L’intelligence artificielle fait de plus en plus partie de notre vie quotidienne, également dans le contexte de la pandémie de COVID-19.
Ignazio Cassis, conseiller fédéral

Le numérique, la digitalisation et l’avènement de l’internet ont, ensemble, créé d’innombrables opportunités à la politique étrangère suisse de renforcer la protection des intérêts et défendre les besoins de la communauté mondiale. «D’une part, la numérisation constitue un instrument : elle contribue à simplifier les procédures, par exemple dans le domaine des prestations consulaires ou de l’informatique. D’autre part, elle représente un nouveau champ thématique de la politique étrangère», précise le chef du DFAE Ignazio Cassis.

En revanche, cette même intelligence peut aussi desservir, voire lourdement léser. Leurs dérives causent des torts souvent mésestimés. L’espace numérique où transitent nombres de données privées comme confidentielles sont aujourd’hui le théâtre de cyberattaques qui sont susceptibles de mettre un pays à genou, autant qu’ils sont capables de violer la sphère intime de l’individu. Partant de ce constat, aucun pays, ni aucune personne, ne peuvent prétendre pouvoir se protéger seuls. La création d’une gouvernance mondiale de l’espace numérique est donc indispensable.

Le numérique pour la première fois parmi les priorités de la stratégie de politique extérieure

La stratégie de politique extérieure numérique de la Suisse énonce ainsi les grands principes d’un espace numérique ouvert, libre et sûr. Cette stratégie complète, par ailleurs, une structure plus large de la stratégie de politique extérieure de la Suisse pour les quatre prochaines années. Celle-ci est déclinée en une cascade sur trois niveaux. La Stratégie de politique extérieure 2020–2023 fixe les grands axes et priorités, tandis que les stratégies de suivi géographique et thématique précisent l’action en faveur de domaines et régions prioritaires. Ces stratégies sont toutes validées par le Conseil fédéral.
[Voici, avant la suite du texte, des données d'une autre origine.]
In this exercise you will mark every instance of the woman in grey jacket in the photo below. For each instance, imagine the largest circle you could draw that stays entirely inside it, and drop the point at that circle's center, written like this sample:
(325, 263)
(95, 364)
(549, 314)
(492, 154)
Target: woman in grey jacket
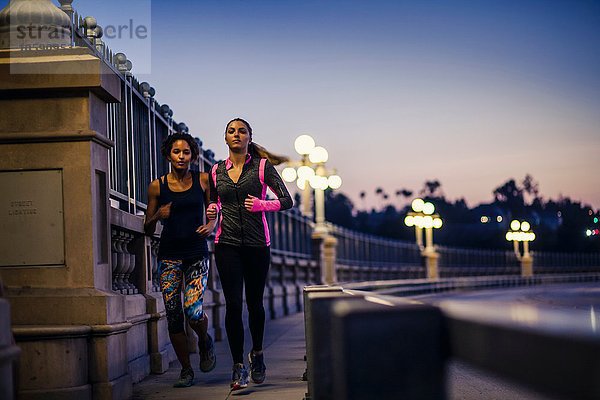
(242, 253)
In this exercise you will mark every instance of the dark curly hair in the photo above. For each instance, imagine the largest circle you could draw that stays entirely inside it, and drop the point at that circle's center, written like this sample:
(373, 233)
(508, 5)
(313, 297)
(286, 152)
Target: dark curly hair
(167, 144)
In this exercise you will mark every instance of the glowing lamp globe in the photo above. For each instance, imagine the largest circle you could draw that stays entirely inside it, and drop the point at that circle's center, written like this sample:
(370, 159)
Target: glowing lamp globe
(417, 205)
(301, 183)
(334, 181)
(427, 222)
(515, 225)
(318, 155)
(428, 208)
(305, 172)
(304, 144)
(318, 182)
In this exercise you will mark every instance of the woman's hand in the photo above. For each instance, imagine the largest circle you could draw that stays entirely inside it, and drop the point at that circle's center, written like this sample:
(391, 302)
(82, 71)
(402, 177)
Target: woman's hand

Le Conseil fédéral accorde une grande importance à la numérisation et lui consacre plus de place dans son programme de la législature 2019 à 2023.
Ignazio Cassis, conseiller fédéral

La thématique du numérique s’insère ainsi à un rang prioritaire dans la stratégie globale édictée par le DFAE. «Le Conseil fédéral accorde une grande importance à la numérisation et lui consacre plus de place dans son programme de la législature 2019 à 2023», confirme le conseiller fédéral Ignazio Cassis. «La numérisation jouera également un rôle de plus en plus important dans la politique extérieure et en faveur de la politique extérieure. Elle fait donc pour la première fois partie des priorités thématiques de la stratégie de politique extérieure 2020–2023.»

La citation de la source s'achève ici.